Read an Excerpt
Entreaty
“ Truth tickles everyone’s nostrils. The question is, how’s it to be pulled from the heap? ” —Isaac Babel, “My First Goose” (a story in Red Cavalry, 1926)
This book is full of ideas, facts, and opinions. It would be easy just to read and believe it, but I ask you instead to consider as you read and to decide for yourself what to believe. Francis Bacon, a pioneer of the scientific method, wrote in 1612, “Read not to contradict and confute, nor to believe and take for granted, nor to find talk and discourse; but to weigh and consider.”
That is how we struggle toward the truth, and it is that struggle that keeps the world from descending into chaos.
While it is often easy to spot a lie, it is harder to know what is true. Georg Wilhelm Friedrich Hegel, a still-admired nineteenth-century German philosopher, maintained that there is always an absolute truth, but it is not always possible to know it. That may be so, but the search for truth must be never-ending. We cannot achieve a well-ordered, healthy society for all the world’s people if we do not keep asking what is true. Often the question is why so many people choose to believe obvious lies. No lie becomes a big lie—a lie that undermines freedom, humanity, and the common good—without willing believers. Belief is a choice, and honesty begins in each of us. It is all too human to prefer an attractive lie to an inconvenient truth requiring difficult changes. When a lie provides comfort, consolation, excuses, or permission to do what you’d like to do anyway, who wouldn’t prefer it? It is harder to question everything, but democracy depends on moral courage, independent thinking, and fair-mindedness. A lack of caring what is true or false is the undoing of democracy.
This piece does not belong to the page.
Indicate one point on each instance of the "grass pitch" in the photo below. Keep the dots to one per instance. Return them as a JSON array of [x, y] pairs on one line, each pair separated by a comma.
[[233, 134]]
Hannah Arendt, who fled Hitler’s Germany and became one of the great philosophers of the twentieth century, wrote in Origins of Totalitarianism, “The ideal subject of totalitarianism is not the convinced Nazi, or the dedicated communist, but the people for whom the distinction between fact and fiction, true and false, no longer exists.”
I hope that you will keep asking yourself what is true as you read this book and live your life.